Is There a Role for Hepatitis B Immunoglobulin? Is Antiviral Monotherapy Sufficient?
The risk of hepatitis B virus (HBV) recurrence following liver transplantation (LT) has progressively decreased from 75% in the late 1980s, when no prophylaxis was available, to <5% at the present time1–3 (Fig. 1). Combination therapy with a nucleos(t)ide analogue (NUC) plus low-dose intramuscular hepatitis B immunoglobulin (HBIg) has become the standard of care worldwide. Most likely, entecavir (ETV) or tenofovir (TDF) will be increasingly used in combination with HBIg instead of lamivudine (LAM) or adefovir. Although experience is limited, recent studies showed complete absence of HBV recurrence when using low-dose HBIg + ETV. HBIg requires parenteral administration, has limited availability, and is expensive. However, when used in combination therapy, high doses and indefinite administration are no longer required.

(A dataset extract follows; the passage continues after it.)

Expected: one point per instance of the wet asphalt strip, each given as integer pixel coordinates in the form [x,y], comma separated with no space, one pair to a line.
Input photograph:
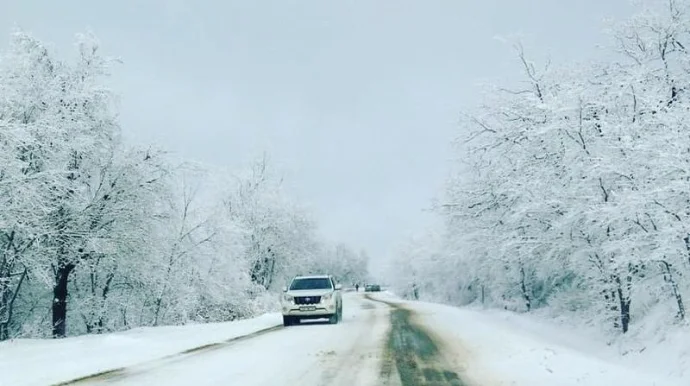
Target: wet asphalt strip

Pre- and post-LT monotherapy with LAM resulted in high rates of recurrence (∼40%), mostly due to the emergence of YMDD mutations. Fung et al.4 recently showed that among 80 patients who received ETV monoprophylaxis the cumulative rate of hepatitis B surface antigen (HBsAg) loss was 91% with 98.8% of patients achieving undetectable HBV DNA. However, 18 patients (22.5%) were HBsAg-positive at the time of their last follow-up (persistence in eight and reappearance in 10). Are these results “good enough” to recommend HBIg-free prophylaxis to all patients transplanted for hepatitis B? The answer to this important question mostly relies on the definition of HBV recurrence. For many years, recurrent infection has been defined as persistence or reappearance of HBsAg in serum after its initial disappearance following LT. Based on this definition, results of the study by Fung et al. are inferior to those obtained with combination therapy in which >95% of patients remain HBsAg-negative after LT. In contrast, if HBV recurrence is defined as detectable serum HBV DNA, then persistence or reappearance of HBsAg after LT in the absence of viral replication should not be regarded as an inferior outcome. In any case, longer follow-up is required to establish whether patients with an inactive post-LT HBV carrier state induced by ETV will eventually clear HBsAg or go on to develop breakthrough and elevated ALT, as described with LAM.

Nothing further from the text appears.